El Cabaret Voltaire

Te encuentras frente a la barra pidiendo una copa. Emmy Hennings, del otro lado, canta acompañada del piano desafinado. Suena algo de Aristide Bruant y, posteriormente, la melodía cambia para dar paso al repertorio de Frank Wedekind. Tras el acto de Hennings, sube al escenario Tristán Tzara y comienza a recitar: He sacado el antiguo sueño de la caja como sacas tú el sombrero… Escuchas. Vuelves a tu copa. Estás en el número uno de la estrecha calle que lleva el nombre de Spiegelgasse, lugar donde en 1916 nació el Dadá. Estás en el Cabaret Voltaire.

Al estallar la Primera Guerra Mundial, Zúrich se convirtió en el hogar de jóvenes y artistas refugiados que llegaron a Suiza huyendo del tormento de la guerra. De entre ellos, arribó el filósofo, escritor y poeta Hugo Ball, acompañado de su mujer, la actriz Emmy Henning. Socorridos por el afán de tener un centro de entretenimiento  y, a su vez, de tener un refugio para los intelectuales, estos artistas fundaron en 1916 un cabaret al puro estilo parisino, que llevó el nombre de una de las figuras más emblemáticas para Ball: Voltaire.
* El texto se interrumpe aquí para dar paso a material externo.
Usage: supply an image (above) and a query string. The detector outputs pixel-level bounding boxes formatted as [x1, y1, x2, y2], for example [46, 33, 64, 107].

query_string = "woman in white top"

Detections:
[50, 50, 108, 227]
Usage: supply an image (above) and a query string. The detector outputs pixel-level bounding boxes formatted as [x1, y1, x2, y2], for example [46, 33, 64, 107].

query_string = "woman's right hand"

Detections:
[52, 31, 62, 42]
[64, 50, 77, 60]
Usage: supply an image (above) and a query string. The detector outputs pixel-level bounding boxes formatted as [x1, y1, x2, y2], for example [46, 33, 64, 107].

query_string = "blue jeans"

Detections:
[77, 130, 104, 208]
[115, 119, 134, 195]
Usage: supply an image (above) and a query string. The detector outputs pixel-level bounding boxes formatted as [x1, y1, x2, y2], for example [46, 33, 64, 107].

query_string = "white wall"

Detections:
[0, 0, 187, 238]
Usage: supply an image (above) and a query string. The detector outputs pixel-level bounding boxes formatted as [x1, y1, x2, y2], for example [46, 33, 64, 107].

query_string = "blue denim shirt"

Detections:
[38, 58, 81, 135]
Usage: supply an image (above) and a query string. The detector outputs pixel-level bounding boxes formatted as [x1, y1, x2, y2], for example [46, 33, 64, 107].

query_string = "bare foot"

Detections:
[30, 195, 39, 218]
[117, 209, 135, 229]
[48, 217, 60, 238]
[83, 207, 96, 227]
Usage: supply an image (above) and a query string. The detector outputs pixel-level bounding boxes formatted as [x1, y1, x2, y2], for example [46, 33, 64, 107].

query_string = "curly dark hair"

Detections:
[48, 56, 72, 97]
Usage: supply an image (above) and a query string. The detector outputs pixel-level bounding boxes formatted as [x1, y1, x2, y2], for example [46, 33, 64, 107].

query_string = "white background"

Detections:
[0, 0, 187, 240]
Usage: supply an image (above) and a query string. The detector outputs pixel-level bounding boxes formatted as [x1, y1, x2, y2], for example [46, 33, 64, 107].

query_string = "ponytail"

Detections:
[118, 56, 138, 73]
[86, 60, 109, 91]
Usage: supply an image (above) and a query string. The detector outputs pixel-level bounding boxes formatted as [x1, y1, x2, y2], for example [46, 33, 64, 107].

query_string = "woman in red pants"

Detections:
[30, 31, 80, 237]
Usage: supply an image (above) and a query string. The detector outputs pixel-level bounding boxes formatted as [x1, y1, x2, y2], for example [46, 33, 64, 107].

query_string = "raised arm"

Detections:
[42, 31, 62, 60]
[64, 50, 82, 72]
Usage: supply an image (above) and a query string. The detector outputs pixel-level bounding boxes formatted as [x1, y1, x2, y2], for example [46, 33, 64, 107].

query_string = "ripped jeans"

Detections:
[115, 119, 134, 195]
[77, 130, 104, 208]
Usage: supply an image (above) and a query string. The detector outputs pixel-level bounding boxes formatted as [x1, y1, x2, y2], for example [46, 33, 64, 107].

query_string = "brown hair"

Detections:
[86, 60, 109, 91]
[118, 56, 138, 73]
Cuenta la leyenda que en una de las tertualias el poeta Tristán Tzara, Hugo Ball y el pintor Hans Arp abrieron al azar las páginas de un diccionario y encontraron la palabra «dadá». Otros apuntan a que fueron los camareros del Café Terrasse —lugar donde se reunían los artistas— quienes le asignaron Dadá al grupo al decir que su lengua era incomprensible, a excepción de la sílaba da-da (sí-sí). Fuese como fuese y tan absurdo como se pensase, en ese momento nació un movimiento cuya principal premisa fue el rechazo a los valores sociales y estéticos a través de lo incomprensible e irracional.

“Dadá no significa nada; no es nada; nada, nada, nada”, decía el francés Picabia, quien en 1918, junto con Tzara, dio pie al Manifiesto Dadá.

Como parte del movimiento, en el Voltaire se leían manifiestos y textos en voz alta y se exhibían trabajos de artistas como Otto van Rees, Janco e incluso del mismo Picasso. A su vez, se montaban espectáculos donde los dadaístas solían usar disfraces confeccionados por ellos mismos -el disfraz era visto como una puerta abierta para dar rienda suelta a las inhibiciones-.

El cabaret pronto se convirtió en la escena del exceso, y por tanto, en pocos meses los espectáculos que ahí se presentaron fueron adquiriendo fama. Los estudiantes y la gente de clase media eran quienes conformaban la mayor parte de la audiencia del establecimiento.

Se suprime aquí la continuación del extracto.